Although a seizure is a very dramatic event to watch , there is very little to do for a person who is seizing in the field. Most seizures are self limited and will stop on their own. The most important thing is to keep well meaning good samaritans away from the patient and ensure that there is an adequate airway. Beyond that there is not much to do until the seizure runs its course. In this case the poor man had seized, keeled over backwards and struck his head on the cement slab of the washrack. My job was to stabilize his neck and protect his airway until the medics arrived. We got him on a backboard and just waited for the ambulance. While I was kneeling in the horse poop, mud and soapy water that defined the wash rack, I noticed that this poor victim had a large scar on his head. Obviously, he had had some type of brain surgery. Although he worked for one of the horse farms participating in the show, no one knew his full name, no one knew his history and no one was there to look out for his interests. He did not speak English and his fellow stable hands only knew his first name and that he had suffered a head injury in a car accident in Mexico two to three months before. Help arrived and he was loaded into to ambulance for transport to the nearest hospital.

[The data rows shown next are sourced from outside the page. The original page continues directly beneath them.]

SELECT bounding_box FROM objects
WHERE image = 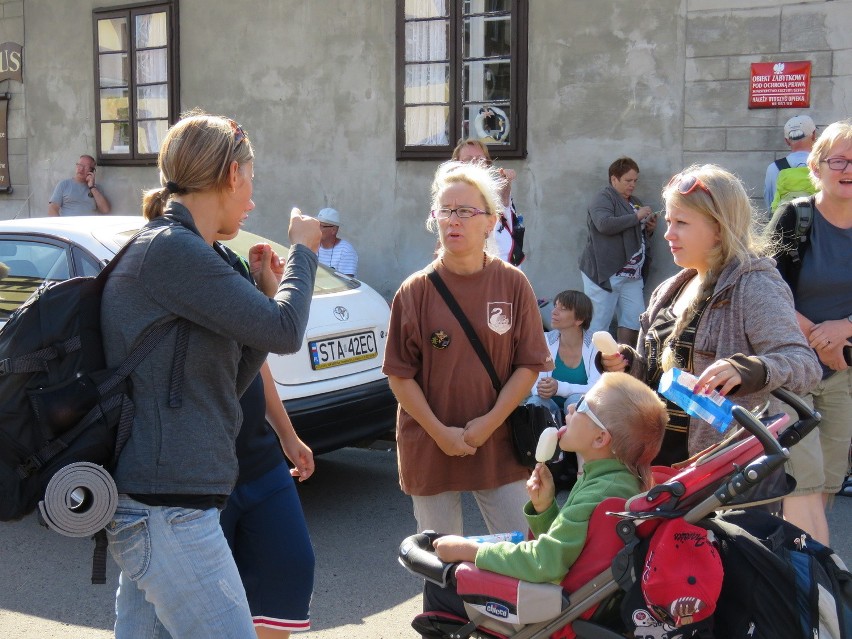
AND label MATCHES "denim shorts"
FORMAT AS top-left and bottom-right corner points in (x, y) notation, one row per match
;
(106, 495), (256, 639)
(221, 462), (314, 632)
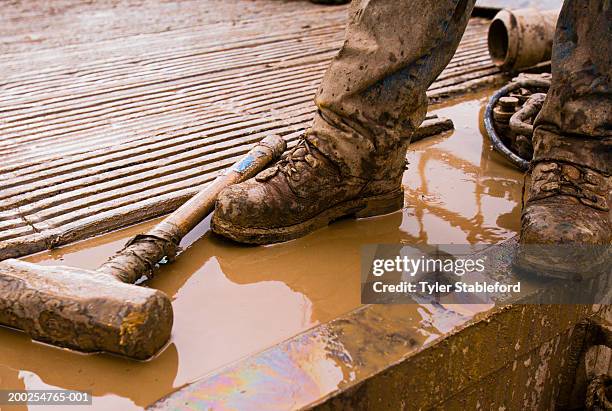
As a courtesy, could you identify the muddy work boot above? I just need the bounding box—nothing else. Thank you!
[515,161,612,280]
[212,0,475,244]
[515,0,612,279]
[212,138,405,244]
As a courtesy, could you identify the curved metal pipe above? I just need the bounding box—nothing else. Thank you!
[508,93,546,137]
[487,9,559,71]
[484,82,529,171]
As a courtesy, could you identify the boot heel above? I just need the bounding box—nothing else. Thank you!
[355,189,404,218]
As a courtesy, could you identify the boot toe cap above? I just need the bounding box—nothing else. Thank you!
[212,180,267,231]
[515,198,612,279]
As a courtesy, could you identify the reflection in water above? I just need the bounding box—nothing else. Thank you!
[0,91,522,411]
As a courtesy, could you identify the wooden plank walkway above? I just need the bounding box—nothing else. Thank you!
[0,0,501,260]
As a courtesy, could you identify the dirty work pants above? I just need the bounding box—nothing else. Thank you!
[308,0,612,179]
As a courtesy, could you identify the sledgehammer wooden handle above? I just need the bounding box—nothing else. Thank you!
[98,135,287,283]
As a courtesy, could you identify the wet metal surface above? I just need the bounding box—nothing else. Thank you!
[0,93,522,410]
[0,0,501,258]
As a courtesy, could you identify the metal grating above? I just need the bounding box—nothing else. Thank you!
[0,0,501,260]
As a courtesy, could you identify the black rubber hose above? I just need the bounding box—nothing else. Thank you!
[484,83,529,171]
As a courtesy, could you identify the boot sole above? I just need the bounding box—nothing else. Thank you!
[211,189,404,244]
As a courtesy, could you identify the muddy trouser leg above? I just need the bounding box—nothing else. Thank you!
[534,0,612,175]
[517,0,612,278]
[308,0,475,180]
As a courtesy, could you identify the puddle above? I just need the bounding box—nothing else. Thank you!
[0,89,522,411]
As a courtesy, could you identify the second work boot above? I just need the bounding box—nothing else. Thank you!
[515,161,612,280]
[211,137,406,244]
[515,0,612,280]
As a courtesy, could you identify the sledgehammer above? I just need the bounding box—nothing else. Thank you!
[0,136,286,359]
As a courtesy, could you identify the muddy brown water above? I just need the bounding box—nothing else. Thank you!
[0,92,522,411]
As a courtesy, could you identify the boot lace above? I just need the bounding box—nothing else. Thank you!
[276,138,316,177]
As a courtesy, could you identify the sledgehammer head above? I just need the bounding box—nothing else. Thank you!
[0,260,173,359]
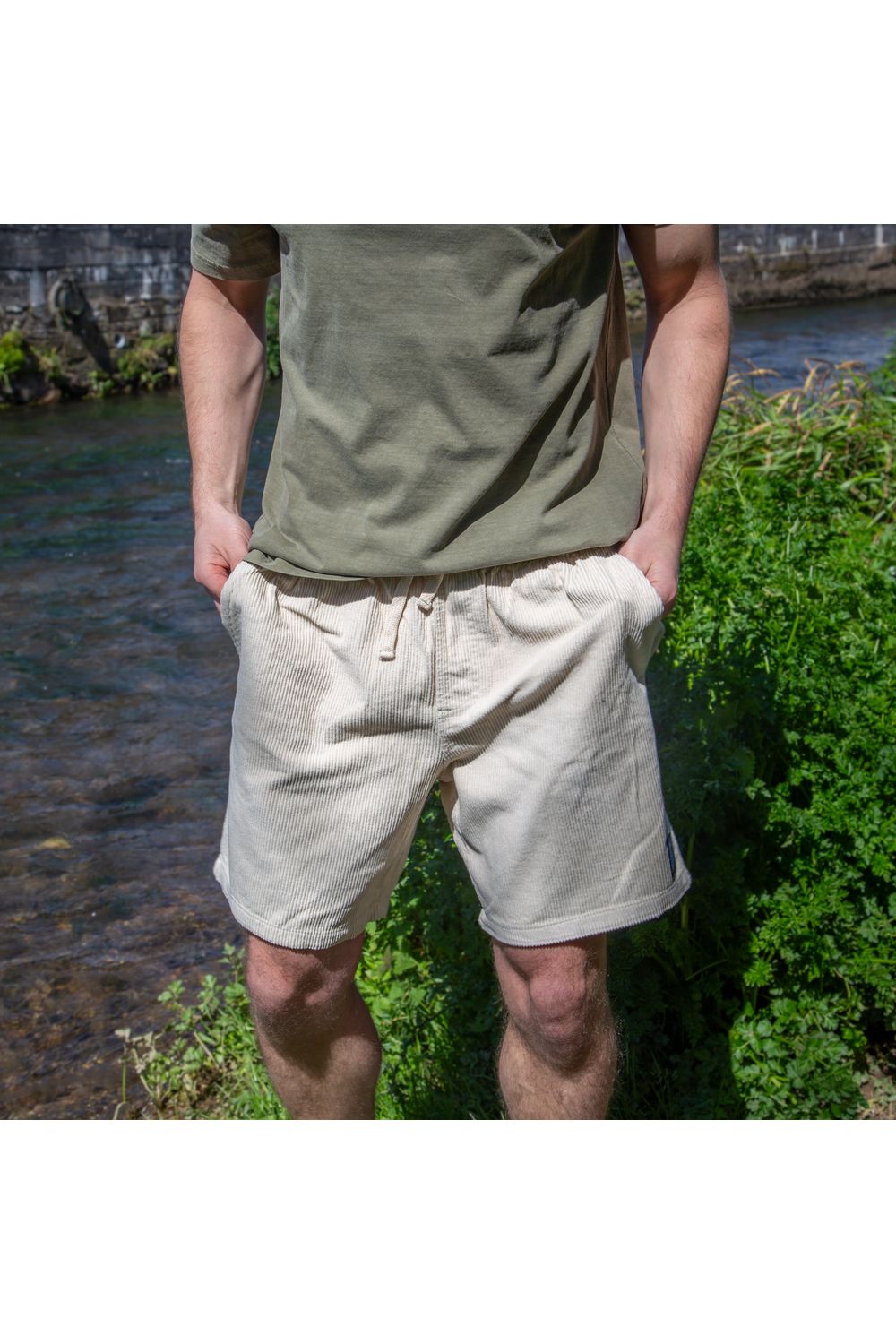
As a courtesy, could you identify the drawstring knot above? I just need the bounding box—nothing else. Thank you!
[379,574,444,663]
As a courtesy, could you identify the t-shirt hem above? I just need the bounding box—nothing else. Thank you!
[243,532,629,583]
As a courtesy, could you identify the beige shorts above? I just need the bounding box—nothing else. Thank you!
[213,547,691,949]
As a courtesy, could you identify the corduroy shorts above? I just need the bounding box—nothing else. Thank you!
[213,547,691,949]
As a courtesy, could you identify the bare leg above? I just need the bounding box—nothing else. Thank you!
[246,935,382,1120]
[493,935,616,1120]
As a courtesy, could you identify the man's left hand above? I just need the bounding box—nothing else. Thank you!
[618,523,681,616]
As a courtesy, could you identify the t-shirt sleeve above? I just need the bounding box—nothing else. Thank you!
[189,225,280,280]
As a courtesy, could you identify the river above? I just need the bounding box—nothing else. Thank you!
[0,296,896,1118]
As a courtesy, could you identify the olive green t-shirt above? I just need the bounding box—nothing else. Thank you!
[192,225,645,580]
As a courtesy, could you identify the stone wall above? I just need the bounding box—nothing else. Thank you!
[0,225,189,347]
[0,225,896,400]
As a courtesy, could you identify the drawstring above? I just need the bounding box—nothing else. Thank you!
[380,574,444,663]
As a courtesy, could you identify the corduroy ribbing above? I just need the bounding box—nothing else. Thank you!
[213,547,691,949]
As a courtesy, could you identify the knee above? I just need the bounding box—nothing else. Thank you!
[246,946,353,1048]
[517,975,608,1073]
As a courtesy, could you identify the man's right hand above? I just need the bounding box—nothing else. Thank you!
[194,505,253,616]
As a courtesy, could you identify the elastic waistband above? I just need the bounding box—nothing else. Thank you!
[370,574,444,663]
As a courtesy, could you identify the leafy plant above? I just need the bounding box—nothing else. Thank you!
[0,327,28,395]
[264,285,280,378]
[118,344,896,1118]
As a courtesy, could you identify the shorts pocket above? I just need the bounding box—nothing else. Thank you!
[614,551,665,621]
[218,561,246,640]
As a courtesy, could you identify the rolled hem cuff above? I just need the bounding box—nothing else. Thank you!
[212,855,382,952]
[479,868,692,948]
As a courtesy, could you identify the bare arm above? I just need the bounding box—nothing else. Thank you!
[178,271,267,607]
[619,225,731,612]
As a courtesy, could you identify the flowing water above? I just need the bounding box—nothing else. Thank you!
[0,297,896,1118]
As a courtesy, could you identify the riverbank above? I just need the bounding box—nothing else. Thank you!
[6,244,896,409]
[115,351,896,1120]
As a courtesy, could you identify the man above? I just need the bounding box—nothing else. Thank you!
[180,225,729,1118]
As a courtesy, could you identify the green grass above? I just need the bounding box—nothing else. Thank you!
[118,344,896,1118]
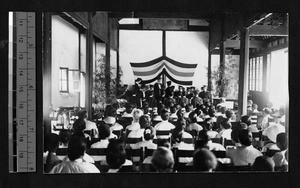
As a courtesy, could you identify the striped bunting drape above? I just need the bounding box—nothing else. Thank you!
[130,56,197,85]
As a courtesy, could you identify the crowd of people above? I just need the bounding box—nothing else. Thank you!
[44,79,288,173]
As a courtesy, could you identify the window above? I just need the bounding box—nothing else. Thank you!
[59,67,69,93]
[69,70,80,92]
[248,56,263,91]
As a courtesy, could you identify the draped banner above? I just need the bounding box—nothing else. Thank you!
[130,56,197,85]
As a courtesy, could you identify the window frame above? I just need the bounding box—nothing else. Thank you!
[59,67,70,93]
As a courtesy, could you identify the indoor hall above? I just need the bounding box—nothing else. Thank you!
[0,0,296,187]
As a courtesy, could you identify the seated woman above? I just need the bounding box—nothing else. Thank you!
[58,129,71,148]
[151,147,174,173]
[193,148,218,172]
[106,139,134,173]
[63,131,95,164]
[272,133,288,167]
[240,116,258,132]
[78,110,99,138]
[44,133,62,173]
[50,137,100,174]
[195,130,226,151]
[127,115,151,148]
[204,118,218,138]
[252,156,275,172]
[91,124,110,148]
[186,111,203,132]
[216,119,232,140]
[131,126,157,149]
[226,129,262,166]
[126,109,143,131]
[262,123,285,152]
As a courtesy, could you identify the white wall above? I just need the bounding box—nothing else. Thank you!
[51,16,79,109]
[119,30,162,85]
[166,31,209,88]
[119,30,209,87]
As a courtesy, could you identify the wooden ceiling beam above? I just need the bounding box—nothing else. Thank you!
[224,40,266,49]
[249,25,288,36]
[108,12,222,20]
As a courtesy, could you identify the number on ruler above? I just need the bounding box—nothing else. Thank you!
[19,86,24,92]
[19,103,24,109]
[19,70,24,76]
[19,53,24,59]
[19,119,24,125]
[19,20,24,26]
[19,37,24,43]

The episode left me shaken, not for the obvious reason...the medicine was straight forward and the care delivered in an appropriate and timely manner. It was the moral and ethical questions that caused the discomfiture. I realized that the show horses in the barn were most likely receiving better medical care than this young man who had suffered a traumatic brain injury. His accident of birth made him a citizen of a country that does not provide for its citizens the quality of care that we as Americans expect and feel is our right. It saddened me. I hope he has enough money to pay for his seizure meds, I hope he is alright, I hope that there is a better solution to the inequity of resource allocation. I hope but I also realize that sometimes all you can do is get down on your knees in the muck and do what is needed at the moment.



He was back on the job the next morning. Earning a living and doing his job. I have no right to complain about anything.

I need to wake up, I need to reflect and I need to be thankful.

Peace,



Julia

1 comment:

Anonymous said...

Julia,
Events such as this have the ability to completely re-align our perspective, don't they? Your lovely story is proof that there are angels among us (even if they happen to be complaining!)Your patient was so fortunate that you were close by in the mud, soapy water and poop (is this a recurring theme, or what?), and though his family can't thank you in person, I'm appointing myself as their spokesperson and thanking you on behalf of everyone who has received care at an accident scene from a Complaining Angel! Some of the greatest words ever spoken reassure us that we are never alone; your actions spoke truth to that eternal power.